In a bid to bolster London’s competitiveness as a global financial centre post-Brexit, the Treasury has set out a series of reforms and is regularly meeting with members of the financial industry to gauge effectiveness of those plans, one source with direct knowledge told Reuters.
Sky News said the meeting will also include the London Stock Exchange as it battles against New York to attract company listings. LSEG did not immediately respond to a Reuters request for comment.
Further reforms to boost investment are expected from Hunt when he presents his budget in March, and the government typically sounds out market participants ahead of such events.
Sky said Tuesday’s meeting would discuss concerns over the valuations of some banks, which have seen their share prices retreat in recent months.
Barclays shares, for example, have lost around 22% in value in the last 12 months, compared with a 8.5% drop in the FTSE 350 banking index and a 4% decline in the FTSE 100.
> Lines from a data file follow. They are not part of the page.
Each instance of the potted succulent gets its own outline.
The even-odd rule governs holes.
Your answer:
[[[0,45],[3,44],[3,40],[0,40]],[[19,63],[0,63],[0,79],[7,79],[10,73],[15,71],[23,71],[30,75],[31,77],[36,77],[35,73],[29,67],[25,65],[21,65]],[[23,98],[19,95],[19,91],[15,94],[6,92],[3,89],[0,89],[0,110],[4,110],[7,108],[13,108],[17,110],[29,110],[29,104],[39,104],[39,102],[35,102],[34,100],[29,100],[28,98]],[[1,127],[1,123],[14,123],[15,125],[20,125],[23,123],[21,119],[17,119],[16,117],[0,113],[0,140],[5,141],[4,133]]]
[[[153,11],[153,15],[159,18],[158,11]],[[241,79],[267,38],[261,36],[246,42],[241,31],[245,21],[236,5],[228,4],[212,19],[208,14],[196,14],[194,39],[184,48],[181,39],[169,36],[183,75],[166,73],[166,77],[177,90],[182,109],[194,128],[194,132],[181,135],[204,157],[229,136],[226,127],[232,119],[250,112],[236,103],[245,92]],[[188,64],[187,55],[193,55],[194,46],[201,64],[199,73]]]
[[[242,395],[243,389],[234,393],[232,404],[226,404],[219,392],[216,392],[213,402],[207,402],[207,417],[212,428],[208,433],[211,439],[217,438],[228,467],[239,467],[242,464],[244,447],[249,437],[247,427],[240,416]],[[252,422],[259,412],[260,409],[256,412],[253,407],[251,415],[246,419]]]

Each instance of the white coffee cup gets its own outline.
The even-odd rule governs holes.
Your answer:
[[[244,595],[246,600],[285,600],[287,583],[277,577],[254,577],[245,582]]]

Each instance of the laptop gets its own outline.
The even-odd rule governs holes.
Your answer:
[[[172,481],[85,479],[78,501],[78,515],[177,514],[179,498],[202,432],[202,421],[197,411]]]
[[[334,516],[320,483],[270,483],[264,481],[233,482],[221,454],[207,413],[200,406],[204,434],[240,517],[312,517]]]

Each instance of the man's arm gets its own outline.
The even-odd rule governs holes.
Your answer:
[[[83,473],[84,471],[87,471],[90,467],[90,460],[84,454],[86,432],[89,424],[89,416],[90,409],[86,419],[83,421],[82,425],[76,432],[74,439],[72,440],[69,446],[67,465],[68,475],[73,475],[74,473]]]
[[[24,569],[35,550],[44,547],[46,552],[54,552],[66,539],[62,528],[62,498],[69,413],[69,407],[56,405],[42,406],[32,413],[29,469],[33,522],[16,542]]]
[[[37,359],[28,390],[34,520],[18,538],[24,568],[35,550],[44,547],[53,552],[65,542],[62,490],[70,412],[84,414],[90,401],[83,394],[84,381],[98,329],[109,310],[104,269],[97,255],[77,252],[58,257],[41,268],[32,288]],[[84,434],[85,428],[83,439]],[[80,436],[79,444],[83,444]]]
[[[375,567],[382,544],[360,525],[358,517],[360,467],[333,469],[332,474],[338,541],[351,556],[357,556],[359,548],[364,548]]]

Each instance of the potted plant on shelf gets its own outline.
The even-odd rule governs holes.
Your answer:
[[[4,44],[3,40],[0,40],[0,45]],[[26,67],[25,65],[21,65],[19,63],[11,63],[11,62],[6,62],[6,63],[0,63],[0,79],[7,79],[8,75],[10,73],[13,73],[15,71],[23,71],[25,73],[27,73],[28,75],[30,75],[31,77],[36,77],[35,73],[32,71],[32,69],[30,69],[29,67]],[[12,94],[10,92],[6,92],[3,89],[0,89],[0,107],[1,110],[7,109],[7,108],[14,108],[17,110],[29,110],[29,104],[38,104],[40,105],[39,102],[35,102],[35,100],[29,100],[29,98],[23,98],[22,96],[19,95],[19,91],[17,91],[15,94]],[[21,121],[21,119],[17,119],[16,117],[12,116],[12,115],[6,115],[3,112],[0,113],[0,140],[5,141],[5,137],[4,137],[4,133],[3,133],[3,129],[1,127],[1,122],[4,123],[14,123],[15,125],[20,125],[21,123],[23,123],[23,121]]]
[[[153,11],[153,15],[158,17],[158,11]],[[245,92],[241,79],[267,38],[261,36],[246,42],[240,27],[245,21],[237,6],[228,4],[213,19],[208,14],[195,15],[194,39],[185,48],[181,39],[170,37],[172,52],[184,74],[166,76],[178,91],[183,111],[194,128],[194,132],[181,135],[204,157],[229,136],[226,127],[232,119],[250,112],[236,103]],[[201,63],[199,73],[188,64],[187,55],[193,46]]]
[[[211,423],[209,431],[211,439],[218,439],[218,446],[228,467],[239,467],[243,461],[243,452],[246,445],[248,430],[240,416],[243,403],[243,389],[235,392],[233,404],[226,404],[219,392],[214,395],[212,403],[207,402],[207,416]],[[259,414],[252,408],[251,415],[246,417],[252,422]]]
Two industry sources played down the idea that the drop in UK bank share prices had motivated the Chancellor to convene the meeting, or that this had had a direct bearing on banks’ appetite to lend into Britain’s economy.
One of those sources rejected any suggestion banks were failing to meet demand to borrow due to weakened share prices.
But lower share prices do have implications for shareholder returns, analysts have pointed out, meaning bank bosses could be tempted to channel greater proportions of capital into investor payouts or stock buybacks rather than loans or mortgages.
The Bank of England has repeatedly said that Britain’s banks were capitalised well enough to keep lending to households and businesses.